Static embeddings give every word one fixed vector — which breaks for words like "bank" that mean different things in different sentences. Transformers fix this with contextual embeddings: attention reshapes each word's vector based on its neighbours, resolving ambiguity automatically.
Course: Moderate.
This lesson covers 5 concepts: One Word, One Vector, The Ambiguity Problem, Context Transforms the Vector, bank + river context, What Embeddings Power.
Every token maps to a vector — thousands of numbers encoding its meaning. These 24 bars sample "bank"'s full 4,096 dimensions. Green bars are positive activations, red bars negative.
This vector is the only form of meaning the model works with. But for "bank", one fixed vector must somehow encode two very different meanings — and that causes problems.
A fingerprint with thousands of measurements instead of ridge patterns. No two words have the same fingerprint — but "bank" has a problem: it has two very different meanings squeezed into one fingerprint.
"bank" as 4,096 floats: some dimensions encode financial concepts, others encode physical structures near water. All mixed together in one static vector.
The static "bank" vector is almost equally close to financial terms and river terms. Without context, it cannot distinguish — because a single fixed vector genuinely cannot represent two meanings at once.
This ambiguity propagates through every downstream calculation. When the model reasons about "bank", it works with a blended meaning that is half-financial, half-geographical.
Like knowing two people named Alex — a doctor and a teacher. If someone says "call Alex", you need more information. Static embeddings have this problem with every word that has multiple meanings.
savings=0.81, finance=0.78 AND river=0.76, shore=0.73 — four very different concepts, all nearly equidistant. The static embedding is stuck in the middle.

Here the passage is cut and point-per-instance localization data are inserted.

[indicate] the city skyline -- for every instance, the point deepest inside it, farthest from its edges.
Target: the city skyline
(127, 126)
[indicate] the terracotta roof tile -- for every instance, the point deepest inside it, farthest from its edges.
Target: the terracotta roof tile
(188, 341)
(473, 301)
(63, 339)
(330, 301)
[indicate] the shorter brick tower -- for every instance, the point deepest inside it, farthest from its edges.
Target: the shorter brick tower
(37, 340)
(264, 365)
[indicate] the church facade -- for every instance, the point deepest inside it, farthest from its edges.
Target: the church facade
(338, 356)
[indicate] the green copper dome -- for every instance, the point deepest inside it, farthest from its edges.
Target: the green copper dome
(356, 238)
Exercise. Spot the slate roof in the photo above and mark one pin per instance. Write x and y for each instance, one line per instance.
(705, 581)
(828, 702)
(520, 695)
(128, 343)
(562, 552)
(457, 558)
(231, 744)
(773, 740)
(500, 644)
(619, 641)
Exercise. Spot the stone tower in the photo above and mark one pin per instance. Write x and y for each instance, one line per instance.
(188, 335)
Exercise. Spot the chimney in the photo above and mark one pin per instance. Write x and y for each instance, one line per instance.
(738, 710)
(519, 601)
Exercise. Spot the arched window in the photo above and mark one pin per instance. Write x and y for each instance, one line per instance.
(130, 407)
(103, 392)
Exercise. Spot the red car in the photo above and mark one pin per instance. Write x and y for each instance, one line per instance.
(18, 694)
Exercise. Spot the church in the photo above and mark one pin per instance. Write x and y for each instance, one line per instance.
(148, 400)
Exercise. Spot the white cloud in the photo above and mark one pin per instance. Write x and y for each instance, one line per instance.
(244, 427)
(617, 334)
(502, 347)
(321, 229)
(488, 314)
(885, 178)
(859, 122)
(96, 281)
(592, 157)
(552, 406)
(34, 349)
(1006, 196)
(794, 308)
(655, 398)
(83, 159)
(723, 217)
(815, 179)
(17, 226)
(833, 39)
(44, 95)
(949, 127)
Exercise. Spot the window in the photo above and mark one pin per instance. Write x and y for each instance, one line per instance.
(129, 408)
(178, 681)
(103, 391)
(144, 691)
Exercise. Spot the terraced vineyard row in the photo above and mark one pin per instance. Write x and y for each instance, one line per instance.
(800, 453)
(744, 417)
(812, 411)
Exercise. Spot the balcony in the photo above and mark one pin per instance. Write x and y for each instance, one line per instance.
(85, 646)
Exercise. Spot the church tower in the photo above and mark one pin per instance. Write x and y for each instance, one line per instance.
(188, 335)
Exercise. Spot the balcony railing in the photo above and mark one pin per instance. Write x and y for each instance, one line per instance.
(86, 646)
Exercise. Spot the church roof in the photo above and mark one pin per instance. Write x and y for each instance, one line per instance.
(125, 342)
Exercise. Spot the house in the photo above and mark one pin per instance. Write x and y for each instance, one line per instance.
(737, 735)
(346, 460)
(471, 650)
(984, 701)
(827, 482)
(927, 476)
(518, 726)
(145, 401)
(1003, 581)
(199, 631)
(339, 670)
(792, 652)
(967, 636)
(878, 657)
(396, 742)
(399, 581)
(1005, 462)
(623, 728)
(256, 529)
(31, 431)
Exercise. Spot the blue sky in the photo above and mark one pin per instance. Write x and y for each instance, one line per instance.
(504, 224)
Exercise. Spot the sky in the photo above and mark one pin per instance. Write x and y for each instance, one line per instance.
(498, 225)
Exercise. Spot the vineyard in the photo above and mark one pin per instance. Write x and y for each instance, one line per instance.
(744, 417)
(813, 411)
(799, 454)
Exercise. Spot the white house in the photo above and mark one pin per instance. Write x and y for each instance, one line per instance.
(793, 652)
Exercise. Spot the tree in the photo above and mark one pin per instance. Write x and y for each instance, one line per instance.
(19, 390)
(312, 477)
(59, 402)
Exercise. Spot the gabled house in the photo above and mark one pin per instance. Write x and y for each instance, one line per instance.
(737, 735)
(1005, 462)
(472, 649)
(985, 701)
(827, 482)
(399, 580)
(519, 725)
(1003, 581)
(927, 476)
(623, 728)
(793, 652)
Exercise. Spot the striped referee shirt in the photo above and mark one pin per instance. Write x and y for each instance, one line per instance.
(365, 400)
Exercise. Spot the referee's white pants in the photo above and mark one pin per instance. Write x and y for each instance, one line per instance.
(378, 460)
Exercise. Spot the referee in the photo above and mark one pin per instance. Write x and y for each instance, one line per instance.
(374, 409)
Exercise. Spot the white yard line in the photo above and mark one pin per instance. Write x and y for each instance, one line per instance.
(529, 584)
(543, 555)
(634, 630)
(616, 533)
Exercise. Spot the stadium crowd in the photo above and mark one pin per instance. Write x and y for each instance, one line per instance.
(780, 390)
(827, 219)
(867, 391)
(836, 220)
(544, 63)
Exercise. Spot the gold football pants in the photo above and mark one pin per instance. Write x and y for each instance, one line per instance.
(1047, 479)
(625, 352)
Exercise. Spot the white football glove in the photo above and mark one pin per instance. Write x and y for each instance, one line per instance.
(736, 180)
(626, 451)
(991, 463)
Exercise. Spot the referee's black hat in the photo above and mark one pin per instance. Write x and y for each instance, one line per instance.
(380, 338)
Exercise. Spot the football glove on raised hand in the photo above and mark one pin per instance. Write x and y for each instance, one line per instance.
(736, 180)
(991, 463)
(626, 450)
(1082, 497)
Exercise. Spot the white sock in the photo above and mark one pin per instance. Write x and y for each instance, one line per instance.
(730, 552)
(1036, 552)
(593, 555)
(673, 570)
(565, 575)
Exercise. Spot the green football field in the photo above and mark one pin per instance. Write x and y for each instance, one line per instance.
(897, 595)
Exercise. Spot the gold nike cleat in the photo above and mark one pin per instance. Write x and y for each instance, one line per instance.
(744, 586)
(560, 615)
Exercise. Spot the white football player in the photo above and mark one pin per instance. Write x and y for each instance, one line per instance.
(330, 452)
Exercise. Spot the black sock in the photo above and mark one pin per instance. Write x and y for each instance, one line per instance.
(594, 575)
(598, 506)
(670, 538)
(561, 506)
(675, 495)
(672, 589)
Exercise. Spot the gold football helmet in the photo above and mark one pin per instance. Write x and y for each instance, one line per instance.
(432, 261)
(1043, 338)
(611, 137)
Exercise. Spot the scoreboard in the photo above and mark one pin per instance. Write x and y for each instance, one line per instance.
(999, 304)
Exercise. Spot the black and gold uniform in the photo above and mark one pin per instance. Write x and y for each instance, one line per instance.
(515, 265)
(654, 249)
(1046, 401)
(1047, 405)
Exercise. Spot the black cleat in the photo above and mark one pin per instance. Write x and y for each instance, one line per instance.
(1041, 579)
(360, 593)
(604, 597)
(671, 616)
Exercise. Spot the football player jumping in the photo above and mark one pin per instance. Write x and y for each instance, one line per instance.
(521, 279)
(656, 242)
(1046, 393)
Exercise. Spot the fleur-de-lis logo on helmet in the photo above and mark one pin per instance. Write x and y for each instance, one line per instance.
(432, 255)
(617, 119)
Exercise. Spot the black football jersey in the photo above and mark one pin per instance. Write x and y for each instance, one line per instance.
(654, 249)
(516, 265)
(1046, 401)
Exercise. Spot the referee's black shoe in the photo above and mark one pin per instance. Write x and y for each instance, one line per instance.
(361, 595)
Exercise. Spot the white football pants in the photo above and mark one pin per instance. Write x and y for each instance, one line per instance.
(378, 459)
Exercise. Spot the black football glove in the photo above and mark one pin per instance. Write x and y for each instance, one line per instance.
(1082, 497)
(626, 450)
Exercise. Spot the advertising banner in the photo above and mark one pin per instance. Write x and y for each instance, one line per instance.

Transformers fix the ambiguity problem by running attention before finalising any word's meaning. Each token's vector gets updated by what surrounds it — dynamically reshaping its position in meaning-space.
This is the fundamental advance of the transformer over Word2Vec. The same model produces entirely different representations for the same word in different sentences.
Static embeddings are like a dictionary with one entry per word. Contextual embeddings read the whole sentence first, then decide what the word means right now in this specific context.
"bank" in "The river bank flooded" and in "The savings bank closed" start with identical vectors — and end up in completely different regions of meaning-space after attention.
After attention processes "The river bank flooded", "bank"'s vector has absorbed context from "river" and "flooded". It now sits firmly with geographical terms — financial meanings suppressed to near zero.
This disambiguation is automatic and continuous — the model never explicitly identifies "bank" as ambiguous. Attention naturally pulls meaning from neighbours.
Like a chameleon — "bank" changed to match its surroundings. In a sentence about rivers, it became a river word. In a sentence about money, it would become a finance word.
river=0.93, shore=0.88, flood=0.82, water=0.79 — and savings drops to 0.07. The financial meaning essentially disappears. Context resolved the ambiguity without a single rule.
Contextual embeddings are the foundation of modern AI applications beyond chat. Semantic search, RAG, recommendations, and classifiers all work by computing distances and similarities in embedding space.
Embeddings turn qualitative meaning into quantitative geometry — making it possible to build search, retrieval, and recommendation systems without any hand-coded rules.
Once meaning is a point in space, every problem of finding similar things becomes a problem of finding nearby points. And computers are extraordinarily fast at finding nearby points.
Google Semantic Search, Spotify recommendations, Notion AI search, every RAG pipeline — all built on the same idea: find what is geometrically closest in embedding space.